New Changes on the Horizon for Credit Union MBL Policy

The Board of the National Credit Union Administration voted unanimously in its June Board Meeting to drastically change the member business loan rules.  The overall spirit is to move from a prescriptive approach, as outlined in current regulations, to a tenor that focuses on sound business lending policy and procedures.  This new approach will help eliminate the unintended consequences of credit unions managing their lending practices to regulatory restrictions instead of focusing on sound risk management principles.

This new approach will allow credit unions more flexibility in how they serve their business members.  Some of the areas the new proposed regulations would impact would be:

·         Allowing CUs to decide when to waive a personal guarantee

·         Removing LTV limits

·         Remove the waiver process altogether

·         Lift limits on construction and development loans

·         Clarify that participation in loans to non-members do not count against the statutory MBL cap

·         Change MBL limits from the standard 12.25% of assets to 1.75xs applicable net worth

·         Modify limits on unsecured MBLs

·         Change the restrictive definition of the “associated borrower”

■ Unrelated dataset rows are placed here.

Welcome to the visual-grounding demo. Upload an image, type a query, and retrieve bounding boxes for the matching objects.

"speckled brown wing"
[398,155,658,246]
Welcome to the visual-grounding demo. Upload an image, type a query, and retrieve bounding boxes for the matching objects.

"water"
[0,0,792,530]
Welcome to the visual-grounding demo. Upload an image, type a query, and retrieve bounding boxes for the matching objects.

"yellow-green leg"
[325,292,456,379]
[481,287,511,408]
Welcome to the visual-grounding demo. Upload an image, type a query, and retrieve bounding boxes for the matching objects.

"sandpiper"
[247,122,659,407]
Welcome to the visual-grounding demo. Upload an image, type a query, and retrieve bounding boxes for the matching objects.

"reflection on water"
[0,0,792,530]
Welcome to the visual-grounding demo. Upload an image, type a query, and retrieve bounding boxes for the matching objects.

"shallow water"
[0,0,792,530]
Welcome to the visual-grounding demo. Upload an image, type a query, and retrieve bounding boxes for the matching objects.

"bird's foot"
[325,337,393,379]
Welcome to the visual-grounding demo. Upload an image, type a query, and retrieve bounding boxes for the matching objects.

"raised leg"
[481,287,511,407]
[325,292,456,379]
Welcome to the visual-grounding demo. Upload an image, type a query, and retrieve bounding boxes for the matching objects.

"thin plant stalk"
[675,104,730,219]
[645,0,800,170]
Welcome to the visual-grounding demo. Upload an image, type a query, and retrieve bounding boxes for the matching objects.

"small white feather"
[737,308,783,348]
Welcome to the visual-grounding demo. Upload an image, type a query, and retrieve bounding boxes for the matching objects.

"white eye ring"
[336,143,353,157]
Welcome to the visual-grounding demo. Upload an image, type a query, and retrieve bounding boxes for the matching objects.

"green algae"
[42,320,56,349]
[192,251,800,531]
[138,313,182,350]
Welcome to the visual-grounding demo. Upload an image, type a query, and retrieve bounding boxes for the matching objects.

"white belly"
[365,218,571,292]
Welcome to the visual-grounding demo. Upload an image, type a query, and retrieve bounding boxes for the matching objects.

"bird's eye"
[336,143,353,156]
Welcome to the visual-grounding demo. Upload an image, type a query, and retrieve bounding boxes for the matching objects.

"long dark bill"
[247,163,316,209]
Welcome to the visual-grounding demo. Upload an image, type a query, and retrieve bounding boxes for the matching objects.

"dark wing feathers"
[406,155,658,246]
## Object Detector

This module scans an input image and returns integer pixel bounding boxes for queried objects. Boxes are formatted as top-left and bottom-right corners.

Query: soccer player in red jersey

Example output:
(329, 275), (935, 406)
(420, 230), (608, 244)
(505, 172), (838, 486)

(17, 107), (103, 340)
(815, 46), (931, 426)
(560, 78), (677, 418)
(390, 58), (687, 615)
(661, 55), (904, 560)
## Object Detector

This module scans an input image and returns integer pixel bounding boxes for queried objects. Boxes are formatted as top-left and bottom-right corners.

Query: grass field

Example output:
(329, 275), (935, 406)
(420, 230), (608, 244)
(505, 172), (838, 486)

·         Increase the 15% limit of loans to one borrower to 25%, if the additional 10% is backed by readily marketed collateral

 

This proposal would allow CUs to write their own loan policies and place their own limits on collateral and security requirements, equity requirements and loan limits.

In many ways, the proposals are a welcome relief and will allow CUs to compete directly in the market place with banks and will eliminate some of the burdensome complexity the current regulations promote.

What the regulation will require is that the business department of CUs now are required to be better.  Loan decisions are not to be structured to meet regulations, but sound business lending practices.  The responsibility for finding those sound practices and putting them into place falls where it should, with the individual credit union.

The regulation should also encourage the use of experts, such as a business CUSO, to provide some sound support to any CU MBL department that may lack experience in a particular area.  I would think the requirement to shift responsible lending back to the CU will encourage CUs to use whatever tools that would be at their disposal to manage risk in an insightful and prudent manner.  The new proposals are not an excuse to allow wild lending that ignores all sound credit judgement in order to put deals on the books.  That is a recipe for disaster, delinquency, and depressed earnings.